Güldüm, Gülüyorum, Güleceğim...

İnsanın hayatta kendini bilmesi ne kadar çok önemli değil mi? Kendini tanıyıp, artı ve eksilerini bilip, ona göre davranması. Kimse mükemmel değil ve olmak zorunda da değil zaten. Ama bazı insanlar ya bunu bilmiyor ya da bilmek istemiyor. Hayatta olamadıkları için çevrelerindeki insanların olmuşlukları ile yaşamaya, hayatta var olmaya çalışıyor. Arkadaşlar, gerçekten gerek yok. Neyseniz o, bu kadar açık. Yapabildiklerinizi paylaşın, yapamadıklarınızı zorla oldurmanın gereği yok ki zaten üzerinizde büyük duruyor :) Bu tip insanlar bana hep palyaço gibi gelir, o yüzden de hep güldüm, gülüyorum ve güleceğim :)

20 Nisan 2014 Pazar

Kızım ve Aşıları

Duru' cum 6 ayını doldurdu artık. Büyüdü, ele avuca gelmeye başladı, farkındalığı arttı. Çevresi ile ilişkileri belirli bir düzeye çıktı. Yavaş yavaş büyüyor minnak. O büyürken bizde daha çok alışıyoruz ona, onu özümsüyoruz. Sanki yıllardır bizimleymiş gibi, her anne ve babanın hissettiği "biz onsuz ne yapıyorduk" hissi bizde de mevcut :)

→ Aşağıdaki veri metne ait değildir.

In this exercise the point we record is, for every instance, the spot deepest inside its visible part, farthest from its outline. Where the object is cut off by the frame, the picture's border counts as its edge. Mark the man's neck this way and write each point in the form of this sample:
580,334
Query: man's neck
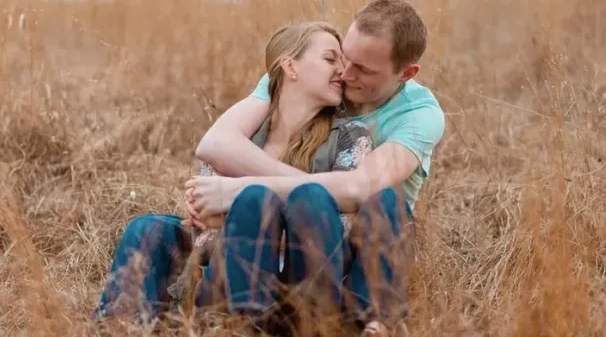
354,109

6. ayını dolduran kızım 4 tane birden yapılan aşılar silsilesini oldu geçen cuma. Hafta sonu 39.2 ye kadar çıkan ateşi ile uğraştık. Kendi doktorumuza da gittik ancak ateşi tam anlamıyla neredeyse 2 gün boyunca düşmedi. Son çare acil serviste çocuk doktoru olan bir arkadaşı arayarak, ondan aldığımız bilgiler doğrultusunda ateşini düşürebildik. Çocuklar için ateşli zamanlarında kullanılan hem ateş düşürücü hem ağrı kesici olarak kullanılan Calpol hiç bir işe yaramadı. Meğer açılan her calpol şişesi 3-4 hafta içinde tüketilmeli imiş. Ne sağlık ocağından (ki orada çalışanlar nasıl sağlıkçı hiç anlamış değilim) ne de özel doktorumuzdan bununla ilgili bilgilendirme aldık. Evdeki calpolu atıp yerine dolven ve yeni bir calpol alarak tedavimize bailadık. 4 saatte bir birer ölçek (2,5 mg) Duru' ya verecektik ki ilk ilacı alması ile zaten ateşi düştü. 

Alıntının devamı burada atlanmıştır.